Florencia asintió y se volvió hacia Ivonne, quien estaba revisando algunos informes en su escritorio.
—¿Cómo vamos con las contrataciones? —preguntó Shane, mientras su mirada parecía abarcar cada detalle del equipo.
—Excelente —respondió Florencia con seguridad—. Hoy hemos concretado diez nuevas contrataciones que no solo mejorarán los indicadores, sino que también fortalecerán al equipo operativo.
Shane la observó por un instante, evaluando su postura, su seguridad y, sin querer, notando la chispa de orgullo que surgía en ella ante su propio logro.
—Muy bien —dijo finalmente—. Veo que su palabra tiene valor, señorita Florencia. Me dijo que mejoraría y, al parecer, los resultados no mienten.
Florencia sonrió ligeramente. Le gustó, de algún modo, el cumplido; no era algo que recibiera todos los días.
Mientras tanto, el equipo parecía estable, trabajando con eficiencia bajo su supervisión.
—Bien, señorita Florencia —continuó Shane—. Necesito tratar algunos asuntos con usted.
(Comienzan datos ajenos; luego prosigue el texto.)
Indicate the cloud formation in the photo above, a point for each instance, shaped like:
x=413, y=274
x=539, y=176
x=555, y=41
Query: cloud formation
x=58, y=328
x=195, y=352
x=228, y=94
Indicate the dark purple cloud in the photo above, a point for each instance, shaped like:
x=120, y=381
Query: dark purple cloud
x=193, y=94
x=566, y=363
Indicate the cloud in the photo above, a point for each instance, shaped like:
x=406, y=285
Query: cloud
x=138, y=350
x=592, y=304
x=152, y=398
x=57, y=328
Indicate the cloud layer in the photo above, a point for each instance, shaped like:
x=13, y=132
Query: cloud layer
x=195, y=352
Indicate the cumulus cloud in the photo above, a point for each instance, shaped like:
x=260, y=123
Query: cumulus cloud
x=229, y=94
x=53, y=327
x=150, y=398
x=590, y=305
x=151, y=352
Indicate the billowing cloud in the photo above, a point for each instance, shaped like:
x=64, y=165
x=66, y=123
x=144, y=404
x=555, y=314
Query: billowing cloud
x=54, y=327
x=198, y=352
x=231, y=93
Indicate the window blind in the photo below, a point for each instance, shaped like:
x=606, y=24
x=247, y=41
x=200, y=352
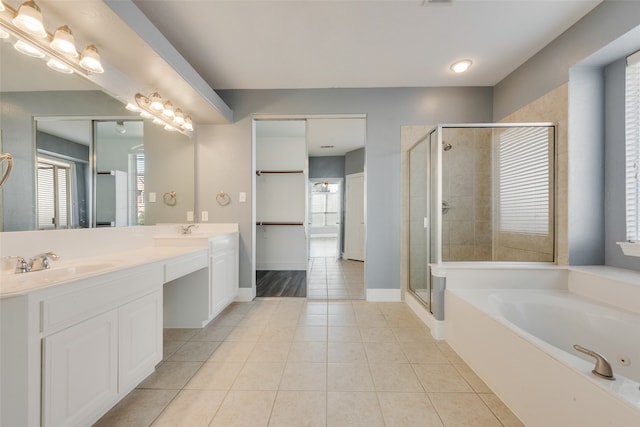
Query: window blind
x=523, y=180
x=632, y=147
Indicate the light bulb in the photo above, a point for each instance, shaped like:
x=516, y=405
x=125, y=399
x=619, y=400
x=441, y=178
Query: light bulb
x=29, y=19
x=58, y=66
x=90, y=60
x=64, y=42
x=27, y=49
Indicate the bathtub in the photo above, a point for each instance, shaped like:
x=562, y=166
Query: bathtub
x=516, y=327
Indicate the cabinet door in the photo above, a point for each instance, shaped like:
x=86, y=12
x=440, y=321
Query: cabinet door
x=140, y=339
x=80, y=371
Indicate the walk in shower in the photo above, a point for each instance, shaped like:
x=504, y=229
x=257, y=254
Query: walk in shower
x=480, y=192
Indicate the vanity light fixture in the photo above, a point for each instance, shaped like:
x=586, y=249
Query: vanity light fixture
x=26, y=27
x=461, y=66
x=162, y=112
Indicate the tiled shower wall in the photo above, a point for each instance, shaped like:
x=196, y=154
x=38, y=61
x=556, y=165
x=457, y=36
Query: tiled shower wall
x=466, y=187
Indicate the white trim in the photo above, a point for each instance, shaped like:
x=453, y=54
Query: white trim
x=630, y=248
x=384, y=295
x=437, y=327
x=246, y=294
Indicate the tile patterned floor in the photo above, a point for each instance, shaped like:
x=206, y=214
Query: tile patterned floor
x=297, y=362
x=335, y=278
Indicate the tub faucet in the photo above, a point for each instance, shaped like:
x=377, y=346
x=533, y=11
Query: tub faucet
x=603, y=368
x=42, y=261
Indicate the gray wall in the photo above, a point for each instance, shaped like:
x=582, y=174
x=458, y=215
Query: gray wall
x=18, y=138
x=596, y=122
x=549, y=68
x=326, y=167
x=354, y=161
x=224, y=156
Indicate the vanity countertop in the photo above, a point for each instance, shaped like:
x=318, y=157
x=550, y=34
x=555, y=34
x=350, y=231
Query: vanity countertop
x=66, y=271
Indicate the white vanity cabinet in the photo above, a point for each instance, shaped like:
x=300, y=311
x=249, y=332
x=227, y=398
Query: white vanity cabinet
x=223, y=272
x=72, y=351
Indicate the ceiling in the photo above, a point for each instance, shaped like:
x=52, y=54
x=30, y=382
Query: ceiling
x=265, y=44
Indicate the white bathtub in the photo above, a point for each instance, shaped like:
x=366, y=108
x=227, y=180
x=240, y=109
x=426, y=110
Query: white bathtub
x=516, y=328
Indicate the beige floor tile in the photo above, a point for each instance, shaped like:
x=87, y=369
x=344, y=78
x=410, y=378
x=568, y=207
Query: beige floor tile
x=171, y=375
x=138, y=408
x=441, y=378
x=194, y=351
x=259, y=376
x=472, y=378
x=213, y=333
x=234, y=351
x=245, y=409
x=269, y=351
x=279, y=332
x=349, y=377
x=463, y=409
x=344, y=334
x=215, y=376
x=312, y=320
x=245, y=333
x=191, y=408
x=310, y=333
x=353, y=409
x=170, y=347
x=346, y=352
x=299, y=409
x=304, y=376
x=395, y=377
x=413, y=335
x=408, y=409
x=500, y=410
x=308, y=351
x=377, y=334
x=381, y=352
x=344, y=319
x=178, y=334
x=423, y=352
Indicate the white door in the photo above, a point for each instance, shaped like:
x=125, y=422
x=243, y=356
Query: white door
x=354, y=216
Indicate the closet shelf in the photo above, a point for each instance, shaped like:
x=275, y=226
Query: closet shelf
x=259, y=172
x=278, y=223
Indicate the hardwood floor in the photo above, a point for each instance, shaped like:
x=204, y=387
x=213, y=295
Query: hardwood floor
x=281, y=283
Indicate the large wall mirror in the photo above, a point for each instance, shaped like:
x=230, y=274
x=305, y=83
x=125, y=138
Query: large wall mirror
x=82, y=160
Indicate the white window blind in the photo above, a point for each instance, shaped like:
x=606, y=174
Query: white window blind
x=523, y=180
x=632, y=144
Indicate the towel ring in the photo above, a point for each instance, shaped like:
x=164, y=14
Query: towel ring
x=169, y=198
x=223, y=198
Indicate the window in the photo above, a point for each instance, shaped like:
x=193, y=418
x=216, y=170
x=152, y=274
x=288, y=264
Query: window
x=632, y=150
x=54, y=201
x=523, y=180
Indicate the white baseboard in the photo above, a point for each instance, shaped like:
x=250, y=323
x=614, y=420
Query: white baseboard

Permítame acompañarla, por favor.
Florencia se levantó de inmediato, consciente de que no podía negarse. Caminó a su lado mientras él la guiaba fuera de la oficina.
—Tome sus pertenencias —dijo Shane mientras se dirigían al elevador—. No discutiremos los pendientes aquí. Primero iremos al banco oficial, y después cenaremos. Necesitamos revisar las próximas festividades de la compañía.
Ella arrugó levemente el ceño, tragó saliva y sintió un temor inexplicable.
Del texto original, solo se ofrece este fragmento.